Taking the earliest known mosque in Britain — an 1889 renovation of a terraced house Liverpool — as a departure point, Saleem, with curators Christopher Turner and Ella Kilgallon, created full-scale replicas of three improvised spaces of the over 1,800 sites in Britain used by the Bangladeshi, Nigerian and Pakistani communities. “Most mosques in Britain are grass-roots, crowdsourced, community projects,” explain the curators, “that exemplify creative reuse.” Combining near-forensic accuracy with drawings, interviews and photographic documentation, the three-part installation delves into the depths of adaptation and appropriation as strategies of community building.

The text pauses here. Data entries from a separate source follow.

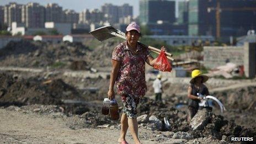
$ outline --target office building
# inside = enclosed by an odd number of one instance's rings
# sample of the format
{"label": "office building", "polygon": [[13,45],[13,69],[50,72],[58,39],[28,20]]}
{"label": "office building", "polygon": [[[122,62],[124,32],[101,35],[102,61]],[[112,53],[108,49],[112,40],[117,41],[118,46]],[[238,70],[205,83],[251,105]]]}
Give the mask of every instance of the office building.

The first full-scale recording centres on the two-storey Brick Street mosque, a former Protestant chapel turned synagogue in London’s Whitechapel neighbourhood. In each, the mihrab (a niche within the mosque that points towards Mecca) is highlighted.

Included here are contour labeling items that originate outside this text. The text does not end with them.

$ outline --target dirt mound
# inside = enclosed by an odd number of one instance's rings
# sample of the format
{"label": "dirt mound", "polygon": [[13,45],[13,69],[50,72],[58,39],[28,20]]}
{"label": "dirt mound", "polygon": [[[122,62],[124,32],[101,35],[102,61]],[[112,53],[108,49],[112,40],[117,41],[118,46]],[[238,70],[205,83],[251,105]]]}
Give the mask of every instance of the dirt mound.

Here, the marble-clad archway — complete with a model of one of the doric columns of the central hall and a replica of its carpeting — is placed in front of a semi-circular portal. Hints of the wood substructure beyond nod to their fabricated nature, while a didactic panel across features scans of the structure coupled with additional drawings and interviews to unpack these strange yet familiar architectural elements.
Nearby, Saleem also included the building’s monumental exterior column, enclosed in an intricate geometric sheath, as well as the sundial that tops the building to similarly relay the ways in which the Bangladeshi Muslim community has strategically reimagined the base building as a reflection of their cultural and religious values.
The second installation adds to this premise, centring on a place of worship along Old Kent Road in the Bermondsey neighbourhood patronized by London’s Nigerian community. In addition to documentary photography of the three-storey structure, two walls of the former pub appear in the exhibition hall. Their intricate mouldings and golden corinthian capital-topped pilasters are juxtaposed against ogee arches, quatrefoil carpeting and other details that capture the nuances of the architectural appropriation.
An analysis of two converted semi-detached homes in Harrow, a community absorbed as part of Greater London, rounds out the project. Alongside charming artifacts that reflect its residential context, namely a pair of entrance doors recessed behind a pair of classicizing arches, the intricate dark wood mihrab captures the shared strategies leveraged by the Pakistani communtiy.
Together, “Three British Mosques” not only highlights the portability and malleability of Islam itself, but the unique spatial strategies that are coupled with the movement of ideas and people from place to place. Though the exhibition represents only a fraction of Saleem’s research into such structures in the U.K., it’s a compelling look at the architectures of migration and a reminder of the latent potential for transformation inherent in everything from a house to a pub.
Architect and researcher Shahed Saleem brings full-scale fragments from improvised spaces of worship to the floating city.